A DISTRICT of much interest is the plateau north of 110th street, on the West Side, between the Hudson River and Morningside Park. It contains Grant's Tomb on Riverside Drive, and Columbia University and the Cathedral of St. John the Divine on Morningside Heights.
RIVERSIDE PARK, which begins at 72d street, extends along the slopes and bluffs of the Hudson for three miles to 130th street, forming what Sir Henry Irving has pronounced the most magnificent residential avenue in the world. It was a park in nature; and for the most part the natural contours have been preserved, with many of the trees of the original forest. Along the bluff, which in places attains an elevation of 130 feet, runs Riverside Drive, one of the grandest and most beautiful urban drives in the world. It gives a succession of picturesque views of the Hudson and the Palisades, and is lined on the east with fine houses. The River-side section is one of the high-class residential districts. The New York Orphan Asylum plot fronting the Drive, from 73d to 74th streets, was acquired in 1901 by Charles M. Schwab, President of the United States Steel Corporation, who paid for it $86o,000, and here Mr. Schwab has built at a reported cost of $2,000,000 one of the most magnificent residences in America.

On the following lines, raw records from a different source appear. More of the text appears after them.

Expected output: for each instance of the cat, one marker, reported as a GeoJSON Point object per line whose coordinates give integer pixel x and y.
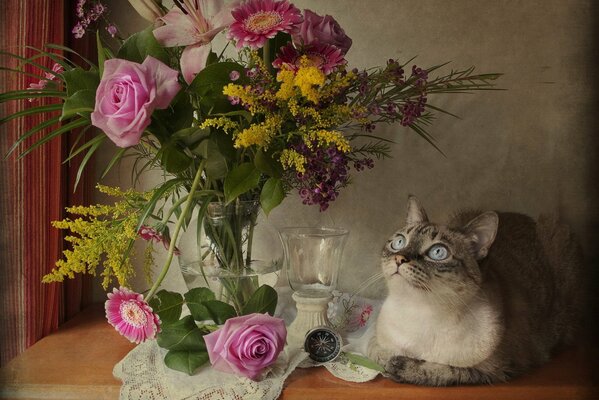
{"type": "Point", "coordinates": [477, 301]}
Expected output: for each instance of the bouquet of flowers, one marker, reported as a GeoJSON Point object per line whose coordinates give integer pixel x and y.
{"type": "Point", "coordinates": [282, 112]}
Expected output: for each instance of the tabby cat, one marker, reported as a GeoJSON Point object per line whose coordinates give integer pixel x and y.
{"type": "Point", "coordinates": [479, 300]}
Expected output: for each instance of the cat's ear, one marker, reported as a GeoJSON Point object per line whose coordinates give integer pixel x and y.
{"type": "Point", "coordinates": [416, 213]}
{"type": "Point", "coordinates": [483, 230]}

At 89th street is the Soldiers' and Sailors' Monument, to commemorate the citizens of New York who had part in the Civil War; modeled after the choragic monuments of ancient Athens, it is a circular building of pure white marble, with a peristyle of twelve Corinthian columns, 35 feet high. It was provided by the city at a cost of $250,000, and was dedicated in 1902.
A copy of Houdon's statue of Washington, a gift from the school children of the city, stands at 89th street.
The boat house of Columbia is on the river bank at 115th street. Across the open fields at 116th street are seen the buildings of Columbia University and Barnard College, and shortly beyond we come to the ascent upon which rises the Tomb of General Grant. The spot is one of natural grandeur and beauty of surroundings. The bluff rises 130 feet above the river, and is clothed with great forest trees, good to look upon, and through the openings giving many lovely vistas. Below is the broad expanse of the Hudson, animated here and there with sail and steam; opposite are the green slopes of New Jersey, with the Palisades stretching away to the north until they soften in the distance and merge in the purple haze. The view looking up the Hudson from Claremont is justly famous. It would have been difficult to find a grander site than this on Riverside Drive for the monumental pile which New York has erected to the memory of the great General.
This point of the Riverside Drive has retained the name of Claremont, from an old family mansion, which stands north of the Tomb, and is now the Claremont Inn restaurant. Beyond the Claremont slopes the east drive, circles and returns on the west side of the Tomb. A steel viaduct one-third of a mile in length spanning Manhattan Valley provides for the northern extension of the Drive to a connection with the Harlem Speed-way, which gives a continuous elevated boulevard for a distance of ten miles along the Hudson and the Harlem.